Bottom line: Good, but seems like a bad idea to get attached.


  • Meters well, it has a slick coating and medium-small grains.
  • Low static cling
  • Claims to be flash suppressed
  • Good amount of load data.


  • Likely to be discontinued.
  • Unclear how much historical load data has changed now that HP-38 and 231 are identical.

Density (per Lee dipper chart) 10.7 grains/cc

Redding 3BR Pistol Insert

pistol_insert_number ≈ (grains – 0.226)/0.139

Grains Thrown ≈ 0.139 × pistol_insert_number + 0.226

Pistol Insert # Grains Thrown 10x Throws (Grains)
20 3 30.4-30.8
40 5.75 58.7, 58.5
48 6.9 69.4, 69.5
49 7.0 70.6, 70.8
50 7.15 72.2 (2x)
52 7.5 ???
53 7.6 ???

👎 Aguila Brass

I’ve had bad luck with Aguila brass from loaded ammunition.

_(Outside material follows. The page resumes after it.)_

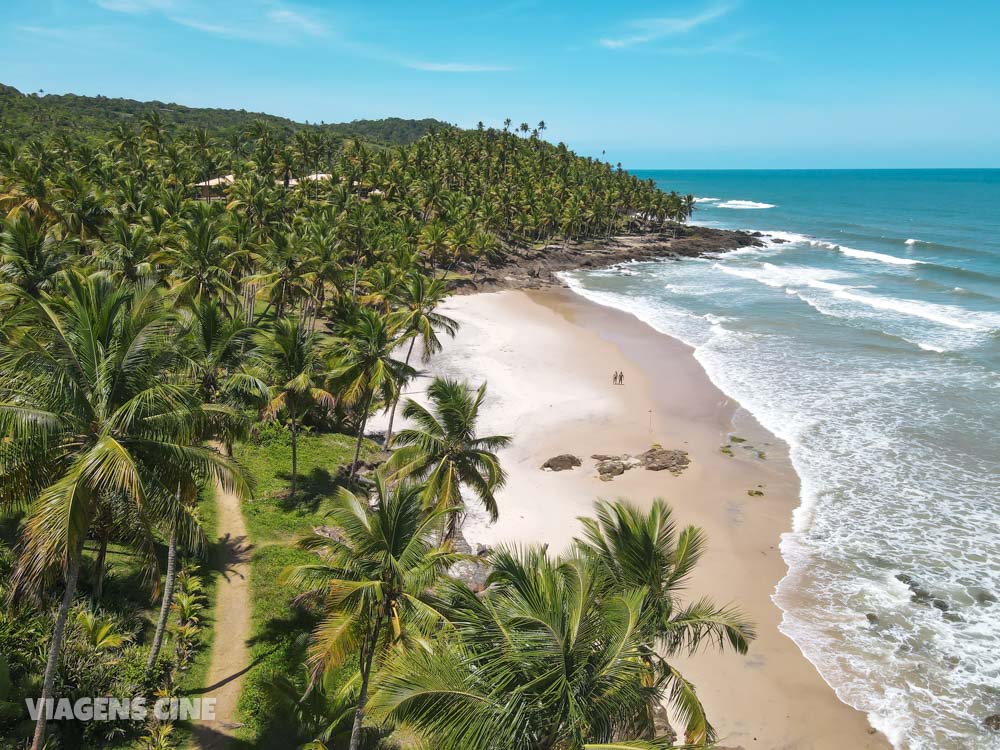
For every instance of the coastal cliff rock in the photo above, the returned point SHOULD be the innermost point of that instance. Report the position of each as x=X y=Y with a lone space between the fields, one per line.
x=562 y=462
x=658 y=459
x=534 y=268
x=610 y=469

I have never bought their brass new.

Aguila 45 ACP brass is so thin that it sizes differently.

45 Colt brass had serious problems with split necks. I actually had necks split on the very first reloading. It also had very aggressively chamfered rims, which were noticeably more angular than any other brand I’ve seen. To be clear, that’s not a problem, just an observation. It does make the brass look more streamlined.

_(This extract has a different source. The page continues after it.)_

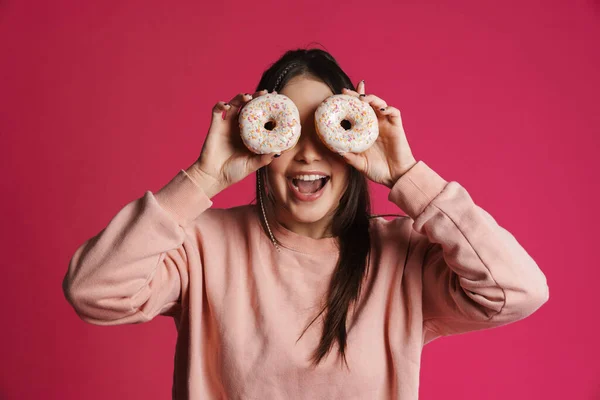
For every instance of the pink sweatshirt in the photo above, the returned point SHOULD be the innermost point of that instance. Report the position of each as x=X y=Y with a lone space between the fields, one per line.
x=239 y=306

152 grain Penn LSWC + 45 ACP

45 ACP using the 152 Grain Semi-Wadcutter Bevel Base “Penn-Maxx” 7th generation bullet. They are supposed to also be accurate at very low speeds.

Rem 2 1/2 primer and Clays @ OAL????????
Clays (Grains) Avg Vel StdDev Notes
3.0 639 43 S93. Never ejected or cycled the slide, but always fully cocked the hammer. Worth investigating with an ultralight action-spring

3.5 738 28 (9x) S94. Mostly cycled, some failure to lock back slide with firm hold.
4.0 833 16.23 (10x) S95. Cycled slide, but failed to lock-back on empty when limp-wresting.
4.5 914 11.2 (10x) S96. Starting to have well-cut holes in paper, but still not totally crisp.

From the table above, Velocity (fps) ≈ 91 + 184*grains_of_clays.

435 Grain Cast Performance + 500 Linebaugh

500 Linebaugh loads using the Cast Performance 435 grain WFNGC “wide flat nose gas check” bullet (sized .511 nose .380 meplat .410″). This is the older version with blue lube.

Because of the gas-check I only pushed these hard. The wide nose and supersonic velocity means a lot of drag (I measured a loss of 2.2 – 2.5 fps/yard). But it also means a lot of damage on impact.

All brass is Starline and previously fired. All loads used CCI 350 primers, to match load data. I seated to the cannelure, not a specific OAL. 7.5″ mag-na-ported barrel.

Charge (grains) Velocity Spread StdDev LabRadar
H110 27 1229 28 = 1244 – 1216 12.64 (5x) S108
Acc. #9 23.9 1216 134 = 1245 – 1111 38.32 (10x) [11.82 removing only min] S109
Acc. #9 24.2 1220 103 = 1255 – 1152 40.74 (5x) S110

Approximate drag – 2.2 fps/yard at 1230 fps.

Notes: Lots of recoil. Accurate #9 performed well, but sometimes had an unusually weak load.

H110 Notes

H110 is highly reccomended by gunsmiths, but no manual has data for it with this slug. I used 27.0 grains of H110 to start, and felt safe with this because:

Taffin Tests used 27-29 grains of H110 with 440 grain projectiles.

Lee Martin says his “top-end 500 Linebaugh” load is “29.5 of H110 with a 435 WFN”. (Almost certainly the same Cast Performance slug I used.)

Hodgdon says a 468 grain LFP is 31,700PSI with 30.0gr H110 and 35,100 PSI with 31.5gr H110. A 425 GR. LFP (w/GCK) is 29,100 PSI with 31.5gr H110 and 35,200 PS with 33grains.